I’ve recently heard several criticisms of how the value for money assessments are being carried out under the U.K.’s Private Finance Initiative, with one major PPP concession company telling me they will not bid on such projects in the U.K. Another source relates that a major Canadian public-employee union is trying to influence PSC assessments there. Nevertheless, another well-informed source tells me that Canada is perhaps the most respected PPP user, with the PSC process leading to expeditious PPP decision-making.

So the critically important questions are (1) who does the PSC analyses, and (2) how can they be kept objective? Our Texas committee recommended the creation of a new entity modeled on Partnerships BC and Partnerships Victoria. Because some view Texas DOT as biased in favor of PPPs, a “Texas Partnerships” would be more credible as an independent agency, and legislation to create such an entity has been introduced in the current session.
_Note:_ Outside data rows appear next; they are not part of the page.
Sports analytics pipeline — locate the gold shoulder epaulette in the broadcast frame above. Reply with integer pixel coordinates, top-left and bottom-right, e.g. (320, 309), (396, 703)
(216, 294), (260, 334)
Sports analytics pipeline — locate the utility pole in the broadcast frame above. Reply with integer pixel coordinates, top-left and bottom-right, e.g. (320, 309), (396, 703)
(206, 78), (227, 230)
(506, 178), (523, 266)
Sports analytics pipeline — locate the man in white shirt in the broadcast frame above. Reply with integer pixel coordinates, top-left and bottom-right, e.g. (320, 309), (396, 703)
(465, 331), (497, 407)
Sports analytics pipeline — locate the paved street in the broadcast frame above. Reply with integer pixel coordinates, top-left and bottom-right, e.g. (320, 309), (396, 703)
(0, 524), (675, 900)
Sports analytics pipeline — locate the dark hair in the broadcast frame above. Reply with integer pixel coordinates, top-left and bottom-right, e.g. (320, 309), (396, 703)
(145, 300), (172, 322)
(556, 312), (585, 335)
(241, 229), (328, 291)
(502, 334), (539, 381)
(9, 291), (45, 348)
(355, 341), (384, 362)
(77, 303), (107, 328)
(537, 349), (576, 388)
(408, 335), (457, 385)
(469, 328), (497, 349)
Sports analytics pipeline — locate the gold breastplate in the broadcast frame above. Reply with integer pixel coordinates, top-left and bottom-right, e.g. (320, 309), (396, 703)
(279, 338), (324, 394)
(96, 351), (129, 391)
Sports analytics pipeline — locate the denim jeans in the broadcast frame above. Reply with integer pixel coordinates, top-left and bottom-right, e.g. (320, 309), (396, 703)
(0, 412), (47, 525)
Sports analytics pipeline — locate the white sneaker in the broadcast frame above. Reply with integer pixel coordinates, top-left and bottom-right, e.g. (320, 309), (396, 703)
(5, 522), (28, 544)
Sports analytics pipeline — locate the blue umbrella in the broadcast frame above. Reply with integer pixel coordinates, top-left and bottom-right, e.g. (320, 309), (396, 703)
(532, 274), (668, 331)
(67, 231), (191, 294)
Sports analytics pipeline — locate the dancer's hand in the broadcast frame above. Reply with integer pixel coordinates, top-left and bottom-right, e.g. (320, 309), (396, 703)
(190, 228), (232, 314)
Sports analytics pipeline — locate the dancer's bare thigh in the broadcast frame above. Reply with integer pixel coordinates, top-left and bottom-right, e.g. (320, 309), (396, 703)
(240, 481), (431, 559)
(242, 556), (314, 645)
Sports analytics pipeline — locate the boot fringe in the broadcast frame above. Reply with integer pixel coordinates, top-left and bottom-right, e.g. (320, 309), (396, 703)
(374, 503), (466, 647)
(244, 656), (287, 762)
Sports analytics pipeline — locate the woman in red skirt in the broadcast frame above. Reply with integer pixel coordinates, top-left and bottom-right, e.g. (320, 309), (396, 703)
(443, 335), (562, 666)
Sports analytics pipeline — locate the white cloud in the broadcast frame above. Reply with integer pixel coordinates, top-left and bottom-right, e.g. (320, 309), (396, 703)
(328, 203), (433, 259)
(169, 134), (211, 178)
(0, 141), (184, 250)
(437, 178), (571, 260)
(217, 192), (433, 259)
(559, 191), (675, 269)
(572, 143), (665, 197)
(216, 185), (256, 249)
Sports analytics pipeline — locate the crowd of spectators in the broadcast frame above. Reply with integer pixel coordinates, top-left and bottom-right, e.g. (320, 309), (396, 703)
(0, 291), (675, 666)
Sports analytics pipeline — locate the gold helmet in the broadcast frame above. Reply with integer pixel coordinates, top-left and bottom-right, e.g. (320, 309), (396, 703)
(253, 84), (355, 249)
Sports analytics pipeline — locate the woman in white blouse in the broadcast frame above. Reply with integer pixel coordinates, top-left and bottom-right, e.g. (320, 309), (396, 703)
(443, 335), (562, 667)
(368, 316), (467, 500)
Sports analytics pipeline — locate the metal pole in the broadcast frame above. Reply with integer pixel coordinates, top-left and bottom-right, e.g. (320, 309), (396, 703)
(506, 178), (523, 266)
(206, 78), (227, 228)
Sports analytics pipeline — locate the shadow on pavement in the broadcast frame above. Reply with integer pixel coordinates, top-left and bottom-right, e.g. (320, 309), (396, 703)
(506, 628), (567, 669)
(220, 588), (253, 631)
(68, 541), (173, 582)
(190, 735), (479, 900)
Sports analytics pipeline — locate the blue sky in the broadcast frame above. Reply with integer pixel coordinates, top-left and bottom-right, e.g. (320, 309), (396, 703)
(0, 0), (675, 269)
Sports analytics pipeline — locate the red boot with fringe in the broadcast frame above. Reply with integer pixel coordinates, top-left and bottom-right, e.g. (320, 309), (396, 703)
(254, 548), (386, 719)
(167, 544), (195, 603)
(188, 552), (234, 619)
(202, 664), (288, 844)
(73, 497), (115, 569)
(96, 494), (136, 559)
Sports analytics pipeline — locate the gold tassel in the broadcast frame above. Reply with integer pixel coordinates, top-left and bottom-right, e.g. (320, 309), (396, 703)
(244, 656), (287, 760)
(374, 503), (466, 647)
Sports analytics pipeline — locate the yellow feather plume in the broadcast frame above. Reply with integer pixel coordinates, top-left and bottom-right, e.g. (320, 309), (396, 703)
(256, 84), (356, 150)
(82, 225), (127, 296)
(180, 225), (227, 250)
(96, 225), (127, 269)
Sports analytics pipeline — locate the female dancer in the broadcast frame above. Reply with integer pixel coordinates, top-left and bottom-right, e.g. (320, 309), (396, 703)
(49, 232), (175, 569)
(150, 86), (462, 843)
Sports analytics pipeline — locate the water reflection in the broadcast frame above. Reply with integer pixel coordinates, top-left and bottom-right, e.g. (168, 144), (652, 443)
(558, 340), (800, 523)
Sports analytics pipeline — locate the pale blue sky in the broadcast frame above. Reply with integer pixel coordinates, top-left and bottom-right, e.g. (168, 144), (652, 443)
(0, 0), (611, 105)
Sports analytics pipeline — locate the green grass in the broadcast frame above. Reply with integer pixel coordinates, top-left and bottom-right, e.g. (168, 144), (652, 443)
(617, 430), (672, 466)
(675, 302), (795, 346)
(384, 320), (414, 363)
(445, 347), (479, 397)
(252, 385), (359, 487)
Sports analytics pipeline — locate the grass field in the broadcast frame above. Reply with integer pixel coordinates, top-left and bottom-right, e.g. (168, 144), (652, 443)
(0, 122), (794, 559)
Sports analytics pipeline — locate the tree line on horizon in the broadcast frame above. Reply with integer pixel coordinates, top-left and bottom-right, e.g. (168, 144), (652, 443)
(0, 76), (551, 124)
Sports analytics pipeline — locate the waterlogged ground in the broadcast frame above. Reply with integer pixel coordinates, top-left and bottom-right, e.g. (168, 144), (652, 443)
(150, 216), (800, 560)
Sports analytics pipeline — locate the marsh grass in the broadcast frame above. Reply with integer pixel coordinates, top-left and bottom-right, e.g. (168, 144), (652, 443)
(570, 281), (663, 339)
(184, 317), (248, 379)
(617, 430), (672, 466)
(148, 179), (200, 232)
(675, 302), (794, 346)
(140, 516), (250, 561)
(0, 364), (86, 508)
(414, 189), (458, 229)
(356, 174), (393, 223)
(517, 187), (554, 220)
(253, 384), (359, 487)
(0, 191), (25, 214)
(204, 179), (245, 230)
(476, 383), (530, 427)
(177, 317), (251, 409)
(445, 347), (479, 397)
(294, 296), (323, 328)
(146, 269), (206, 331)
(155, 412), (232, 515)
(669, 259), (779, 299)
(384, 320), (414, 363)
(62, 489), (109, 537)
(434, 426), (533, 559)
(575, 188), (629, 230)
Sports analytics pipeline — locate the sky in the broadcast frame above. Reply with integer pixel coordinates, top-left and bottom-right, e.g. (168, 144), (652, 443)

That legislation should explicitly call for the new agency to use the PSC methodology akin to what is used in BC and Victoria. It should also permit the agency to hire and/or contract for expert legal and financial talent outside of civil service compensation limits.

Ultimately, however, there will never be absolute guarantees against bias and politicization in doing such analyses. The best defense against that is transparency. Analyses by such agencies need to be published in full, with all assumptions clearly spelled out, so that outside parties can look for and point out biases. That will not be a perfect process, but it’s likely to be better than an arbitrary preference for government provision of large-scale infrastructure.

Robert Poole is director of transportation policy and Searle Freedom Trust Transportation Fellow at Reason Foundation.